Et comme il se doit, la collection reposera essentiellement sur les deux piliers légendaires de la marque: la plongée et l’alpinisme.
Entre sommets et abysses, et tout ce qu’il y a entre les deux
De gauche à droite, la Raider Harpoon, la Raider Bathy Memodepth et la Raider Bivouac 9000
En cliquant sur les images, un film s’ouvrira dans une nouvelle fenêtre:
Retour à la Bivouac
Introduite dès 2017, la Raider Bivouac 9000, descendante directe de la Bivouac de 1962, est la première montre à mesurer l’altitude jusqu’à 9’000 m. Une performance inédite. Pour rappel, la Bivouac originale mesurait l’altitude jusqu’à 3’000 m. Mais si elle a été intégralement revue et perfectionnée, son principe de fonctionnement reste le même que celui mis au point il y a plus de 50 ans, soit un baromètre anéroïde intégré. Son principe de fonctionnement est simple en-soi: un boîtier métallique dans lequel a été fait un vide partiel d’air qui se détend ou s’écrase selon les changements de pression atmosphérique. Une mesure qui se fait en hectoPascals (hPa).
L’aiguille centrale rouge indique l’altitude sur une lunette rotative bidirectionnelle qui comporte une échelle divisée en sauts de 50 m, jusqu’à 3’000 m. Un tour complet de l’aiguille rouge indique donc une altitude de3’000 m. Les 3’000 m dépassés, cette aiguille continue sa course pour un deuxième tour, jusqu’à 6’000 m puis un troisième jusqu’à 9’000m.
Cette mesure est reportée sur un petit indicateur situé à 3h. Sa petite aiguille rouge à double pointe indique d’un côté le nombre de tours en cours de 0 à 9’000 m (indiqués en 0, 3,6,9 x 1’000), et de l’autre, sur une échelle en hPa, les changements de pression atmosphérique à la hauteur donnée, sur une échelle allant de 1’013 à 300.
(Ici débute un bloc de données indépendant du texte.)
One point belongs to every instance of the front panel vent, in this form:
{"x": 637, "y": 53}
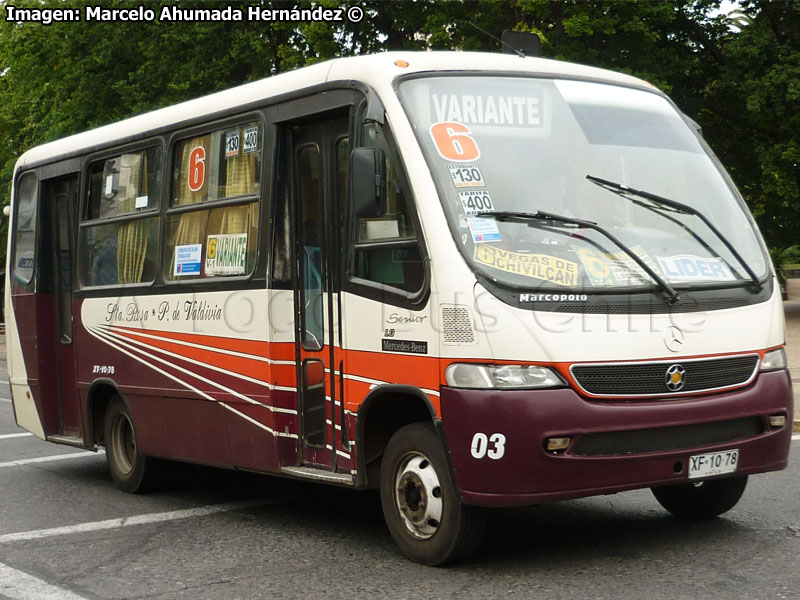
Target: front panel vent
{"x": 457, "y": 325}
Animée par le mouvement mécanique à remontage manuel FL311, basé sur le calibre EMC 3903M, la Raider Bivouac 9000 dispose d’une réserve de marche de 65 heures. Boîtier en titane de 48 mm, lunette tournante avec inserts en aluminium, couronne vissée, verre saphir anti-reflets, fond vissé, étanche à 30 m. Son prix: CHF 7’500.-.
D’une lisibilité optimale, la Raider Bivouac 9000 est montée sur un bracelet velcro ultra-résistant qui intègre un réflecteur RECCO®, une technologie développée pour faciliter la localisation d’alpinistes ensevelis sous une avalanche et qu’utilisent de nombreuses équipes dans le monde.
Ce réflecteur fonctionne sans énergie supplémentaire. Un détecteur spécifique dont sont pourvus les équipes de secours, émet un signal radar directionnel, qui, pointé dans la direction du réflecteur, revient vers l’émetteur, signalant la position de la personne recherchée. Ce signal de retour devient plus puissant au fur et à mesure que l’on s’approche de la victime.
L’aventure continue
La Bivouac a renoué avec la grande aventure de l’alpinisme. Depuis 1964 et l’ascension spectaculaire du Whymper Peak, à la suite de laquelle Vaucher et Bonatti avaient déclaré qu’elle «resterait unique et que cette face Nord ne serait plus jamais conquise», l’alpinisme a repoussé toutes les limites. Il n’y a qu’à voir le nombre de voies ouvertes depuis sur cette fameuse face Nord, comme le montre l’illustration ci-dessous.
- Les différentes voies ouvertes sur les Grandes Jorasses (document: camptocamp.org).
Mais la Raider Bivouac 9000 demeure plus que jamais une montre-instrument que les plus grands alpinistes privilégient. «Même dans les conditions les plus extrêmes, ma Raider Bivouac 9000 a parfaitement rempli ses fonctions essentielles», a récemment déclaré l’Américain Adrian Ballinger après son ascension de l’Everest en mai 2018, sous des températures de moins 40 degrés Celsius. Pour son collègue suisse, l’alpiniste Nicolas Hojac, «l’immense avantage de ma Raider Bivouac 9000 est qu’elle m’indique à quelle distance se trouve le sommet, même après que les batteries des instruments électroniques aient flanché».